The photo above c. 1949 looks south across Hempstead Turnpike and shows the Empire State Diner, a West Hempstead landmark during the '40s '50s and '60s. The diner was owned and operated by a Cathedral Gardens resident named Charles Efthinion, along with his brother Phillip who lived in nearby Hempstead Gardens.
The Efthinion Bros. ran the restaurant until 1963, whereafter they relocated down the road to the southwest corner of Hempstead Turnpike and Nassau Blvd (current location of a Sleepy's), and opened a restaurant called "The Country Gentleman". That restaurant was built on a site that for years, dating back to the 19th century, was occupied by William Stringham's general store and was once the central location of the long-forgotten Hamlet of Munson. Below is a "now" shot of the old Empire State Diner location.
In 1964, the diner was demolished and in November of that year, ground was broken to build the first of many IHOPs on Long Island. That restaurant continues to operate at the same location, nearly 50 years later, one of the few original businesses from that era. (Below is an ad that appeared in the May 13, 1965 edition of Newsday).

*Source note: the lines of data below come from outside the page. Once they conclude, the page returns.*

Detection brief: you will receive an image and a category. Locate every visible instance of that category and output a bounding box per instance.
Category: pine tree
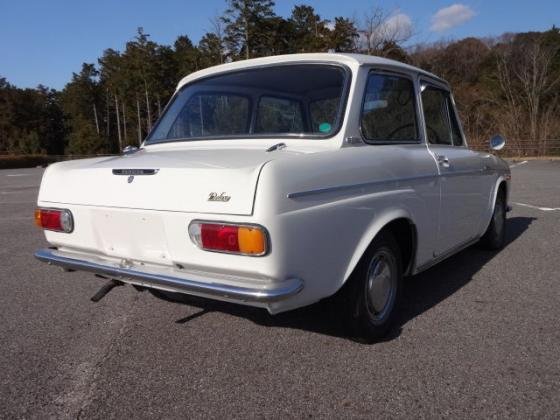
[222,0,275,59]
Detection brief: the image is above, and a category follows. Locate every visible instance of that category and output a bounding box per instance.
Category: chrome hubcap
[366,252,397,322]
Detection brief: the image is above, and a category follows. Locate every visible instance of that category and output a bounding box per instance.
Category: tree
[222,0,275,59]
[327,17,358,52]
[288,5,330,53]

The vacant building in the "now" shot was built in 1966 and represented S Klein's first foray into the automotive and tire business. The building boasted 12 bays and the operators originally envisioned a capacity of servicing up to 280 cars per day. What they did not envision was that S Klein wouldn't last another 10 years after that.
The S Klein Tire & Auto Center became Korvette's Tire & Auto Center which then became Tires Incorporated. This building may well be the record-setter for the duration of a vacant commercial building in West Hempstead. (No, the temporary occupancy as the campaign headquarters of former Town Supervisor Greg Peterson's failed election bid for County Executive in 2005 does not count for filling the vacancy).